In this essay, I want to summarize my experience with the insights I collected throughout the year. Some of them might be obvious to a more experienced audience. But for me, some were revelations, and some were hugely underestimated initially. It is a good exercise to conduct such a personal retrospective, and others can benefit from that as well.

Lack of resources is permanent - live with that

During the meetings with senior management, some Product Managers from other teams always complained about needing more people to complete their goals. It is a big problem that cannot be resolved immediately. But at some point, that becomes irritating. Lacking human resources should not become a constant excuse for missing business objectives.

I was also among the complainers at first. Then I realized a better strategy to focus on what you can achieve with the current amount of people in the team. Some objectives require a lot of people involved to get the right things done at the right time. But some of the objectives also can be decomposed and addressed with a current team capacity. Also, a business need can be handled in many ways, not always with hundreds of dev hours or story points spent on new features. You need some space to think out of the box and have the trust of the senior stakeholders in you and your team to find the right solution within current constraints.

I asked myself, "What should we not do or stop doing to achieve something?" instead of "What should we do?". Do more with less. That is my motto right now. I know what I would do with more developers in my teams. But I have a strategy in case of decreasing the team's capacity even more.

"Lights-on" work is a real threat to product development

Support activities and tech debt can bite off a large piece of a team's capacity and defocus them from new product functionality. You can't avoid this, unfortunately. The best way to mitigate this is to forecast how much that might take in future iterations. But this is a challenging task. You can handle tech debt by splitting some fixed amount of dedicated efforts for each development sprint or having a full sprint once in a quartal. The support is much more challenging to handle, especially if you have legacy service with few people knowing how to work with it. And if you are an infrastructure team (that is my case). It is impossible to foresee the number of bugs, feature requests, and questions from other teams and customers. Each with the highest priority, of course. That can block the development of new features and break all the plans you committed before.
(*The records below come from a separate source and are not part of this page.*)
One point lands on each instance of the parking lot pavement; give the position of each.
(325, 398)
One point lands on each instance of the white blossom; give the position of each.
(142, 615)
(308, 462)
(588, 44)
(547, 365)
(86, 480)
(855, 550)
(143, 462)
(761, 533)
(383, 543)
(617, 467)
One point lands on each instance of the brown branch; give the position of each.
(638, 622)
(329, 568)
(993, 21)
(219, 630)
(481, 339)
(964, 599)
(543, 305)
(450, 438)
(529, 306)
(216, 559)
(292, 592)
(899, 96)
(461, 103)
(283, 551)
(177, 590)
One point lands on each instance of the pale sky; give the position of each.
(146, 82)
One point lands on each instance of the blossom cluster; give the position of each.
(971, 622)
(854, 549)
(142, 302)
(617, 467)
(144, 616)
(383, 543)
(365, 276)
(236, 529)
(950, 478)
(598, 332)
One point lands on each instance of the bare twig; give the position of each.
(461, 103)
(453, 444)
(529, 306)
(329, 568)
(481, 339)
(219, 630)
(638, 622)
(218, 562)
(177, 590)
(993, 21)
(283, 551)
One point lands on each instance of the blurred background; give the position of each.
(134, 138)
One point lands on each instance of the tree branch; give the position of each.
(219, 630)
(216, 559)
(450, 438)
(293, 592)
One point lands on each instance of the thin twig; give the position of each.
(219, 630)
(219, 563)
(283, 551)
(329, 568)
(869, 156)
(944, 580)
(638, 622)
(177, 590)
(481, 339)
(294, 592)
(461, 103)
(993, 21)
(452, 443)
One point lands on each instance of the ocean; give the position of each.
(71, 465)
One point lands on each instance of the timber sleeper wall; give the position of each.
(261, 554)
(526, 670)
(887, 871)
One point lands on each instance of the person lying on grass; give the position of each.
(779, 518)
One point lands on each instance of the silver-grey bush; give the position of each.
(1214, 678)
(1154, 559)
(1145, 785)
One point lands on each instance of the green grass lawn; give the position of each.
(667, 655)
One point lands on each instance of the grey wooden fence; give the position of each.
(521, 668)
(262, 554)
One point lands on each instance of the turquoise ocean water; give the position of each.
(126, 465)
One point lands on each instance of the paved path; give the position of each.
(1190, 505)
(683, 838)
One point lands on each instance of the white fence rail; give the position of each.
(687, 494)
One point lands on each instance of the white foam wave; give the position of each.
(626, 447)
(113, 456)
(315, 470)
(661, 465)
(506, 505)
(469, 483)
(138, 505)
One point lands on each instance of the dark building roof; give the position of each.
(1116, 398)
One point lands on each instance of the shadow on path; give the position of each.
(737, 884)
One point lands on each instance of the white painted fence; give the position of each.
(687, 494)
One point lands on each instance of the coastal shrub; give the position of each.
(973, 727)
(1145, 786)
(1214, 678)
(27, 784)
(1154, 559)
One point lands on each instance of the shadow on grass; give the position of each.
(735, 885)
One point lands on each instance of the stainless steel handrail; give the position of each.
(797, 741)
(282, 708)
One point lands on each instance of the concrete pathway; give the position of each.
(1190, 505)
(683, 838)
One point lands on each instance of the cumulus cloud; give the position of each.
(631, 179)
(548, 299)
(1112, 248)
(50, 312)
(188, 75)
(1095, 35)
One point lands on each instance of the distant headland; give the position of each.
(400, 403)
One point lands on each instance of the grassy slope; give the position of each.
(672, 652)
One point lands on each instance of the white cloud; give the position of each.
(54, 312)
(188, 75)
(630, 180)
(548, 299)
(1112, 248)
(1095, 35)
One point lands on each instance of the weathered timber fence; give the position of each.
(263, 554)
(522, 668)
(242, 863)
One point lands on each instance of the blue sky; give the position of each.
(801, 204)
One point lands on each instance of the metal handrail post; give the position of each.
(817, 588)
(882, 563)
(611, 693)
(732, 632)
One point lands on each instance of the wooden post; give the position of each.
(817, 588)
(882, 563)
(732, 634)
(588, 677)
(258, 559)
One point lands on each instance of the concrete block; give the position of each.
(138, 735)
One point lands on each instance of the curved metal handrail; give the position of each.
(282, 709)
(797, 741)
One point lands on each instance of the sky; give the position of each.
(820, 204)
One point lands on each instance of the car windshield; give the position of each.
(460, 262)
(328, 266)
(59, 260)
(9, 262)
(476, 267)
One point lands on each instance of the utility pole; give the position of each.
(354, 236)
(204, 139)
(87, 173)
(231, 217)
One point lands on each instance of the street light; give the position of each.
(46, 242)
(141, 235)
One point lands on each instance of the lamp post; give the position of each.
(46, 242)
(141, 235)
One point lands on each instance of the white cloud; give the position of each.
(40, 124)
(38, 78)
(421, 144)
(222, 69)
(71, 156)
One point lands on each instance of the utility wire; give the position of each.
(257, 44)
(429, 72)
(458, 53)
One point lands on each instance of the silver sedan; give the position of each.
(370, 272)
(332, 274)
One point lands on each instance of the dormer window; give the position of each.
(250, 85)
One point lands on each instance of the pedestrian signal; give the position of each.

The only way I found is to become ruthless in filtering "urgent" support items to complete. No more Mr. Nice Guy. You must become a gateway that needs to be passed so a team will take a support item, not from the queue. I am that guy who will stand against your request, even if it is crucial until you prove it is a real priority. Of course, you can go upstairs and push it through via higher management, but I will fight till the end to protect my team's backlog.

Of course, I expected that pressure. But the real tension here is what surprised me.

Hell of constant replanning

Planning is a huge topic I would like to cover in separate essays. For now, I constantly revised a year's roadmap and quarter plans. There are dozens of reasons why that happens, but in the end, I get nothing but frustration.

Being without mentorship sucks

My quick promotion to a standalone Product Manager happened before my mentor left the organization I am working in. So I stepped into his role and found myself in a vacuum. There is no senior product manager to manage me, and next-level VP management is a bit away from my day-to-day activities. They could help me with my questions. I am not questioning their good attitude. They have a broader view, and diving into a low-level of details is complicated: either because of lacking knowledge in my domain or having a more technical than product-oriented background.

That does not mean I am alone and no one wants or can help me. The organization's product management process is well-defined but can't answer all the questions. Asking other PMs gives little as we are acting in a more isolated way and not aware of each other specifics.

Recently, Q&A sessions were introduced where I can fire my more-or-less stupid questions and get helpful responses from different audiences: POs, BAs, operational managers, etc. However, I would like a parental figure to sit down with me and say: "Hey, son, stop doing this stupid shit. Here is what I'd suggest…".

It may be for the best. In another year, I will let you know.

Afterword

Those are not all insights I have gotten during my first year in a Product Manager's shoes. And not all of them are as negative as I described above. It just appeared when I started writing this piece that the most pessimistic things appeared on the plate. I have gained much experience and still need additional time to analyze some things. I will be glad to share that with you here.